Гастон Гастонович носил длинные седые усы, атласные галстуки, и просторные костюмы, какие носят в Европе только два народа — бельгийцы и швейцарцы. Ежик на его голове был так густ и блестящ, что знакомые дамы иногда просили позволения его потрогать, и он с удовольствием, урча, наклонял голову и долго улыбался усами и глазами. Он прожил в Петербурге восемнадцать лет, был одним из директоров Бельгийских заводов, потерял капитал, вернул его в Бельгии и теперь отправлялся в путешествие на комфортабельном пароходе, в экскурсию «по северным столицам» — так назывался маршрут, по которому Гастон Гастонович решил проехаться.
— Теперь заметим, Мария Федоровна, я взял оригинальный ваканс, — сказал он, с аппетитом глядя на принесенную из кухни сковородку, и я превосходно вполне могу привезти вам вашего сына.
На сковородке что-то приятно шипело. Мария Федоровна одной рукой держала ее в воздухе, а в другой руке у нее была дымящаяся папироса в длинном мундштуке.

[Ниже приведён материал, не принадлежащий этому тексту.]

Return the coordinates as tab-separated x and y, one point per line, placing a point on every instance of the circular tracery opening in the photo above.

Там была его молодость, в этой беспокойной, всеми оставленной теперь стране. Там была его молодость, там жила когда-то Оленька, умершая от родов, жена его товарища по Бельгийским заводам, которой он так никогда и не сказал о своих чувствах — был сентиментален и робок. Туда поехал он когда-то молоденьким франтом, и стал бы непременно главным управляющим, если бы не пришлось бежать. Сначала он терпел, он слишком многое любил там. До двадцать первого года он терпел, бодро поедая со всеми вместе осьмушки кислого хлеба, пшено, турнепс. Потом уехал. И как же ему бывало скучно в первые месяцы в этой сытой, в этой удобной Европе, где можно было мыть руки когда хочется, и если потерял запонку — купить другую!
«По северным столицам». В плетеном кресле сидя на палубе он читал толстую книгу «Обучение полицейских собак. Том II. Убийства городские и сельские», изредка поглядывая в ту сторону, где молодая англичанка в брюках, похожая на что-то виденное в кино, окруженная мужчинами, дрессировала крошечную свою собачку. В Стокгольме, в ночном ресторане, куда их повезли, она была в бальном платье, и он протанцевал с ней один фокстрот, положив ей руку на голую лопатку. Рукав его смокинга до сих пор пахнет ее духами. В Риге, где старый город показался новее нового, она снялась с ним и попросила позволения потрогать его ежик. Гельсингфорс. Это там, где он поцеловал ей руку.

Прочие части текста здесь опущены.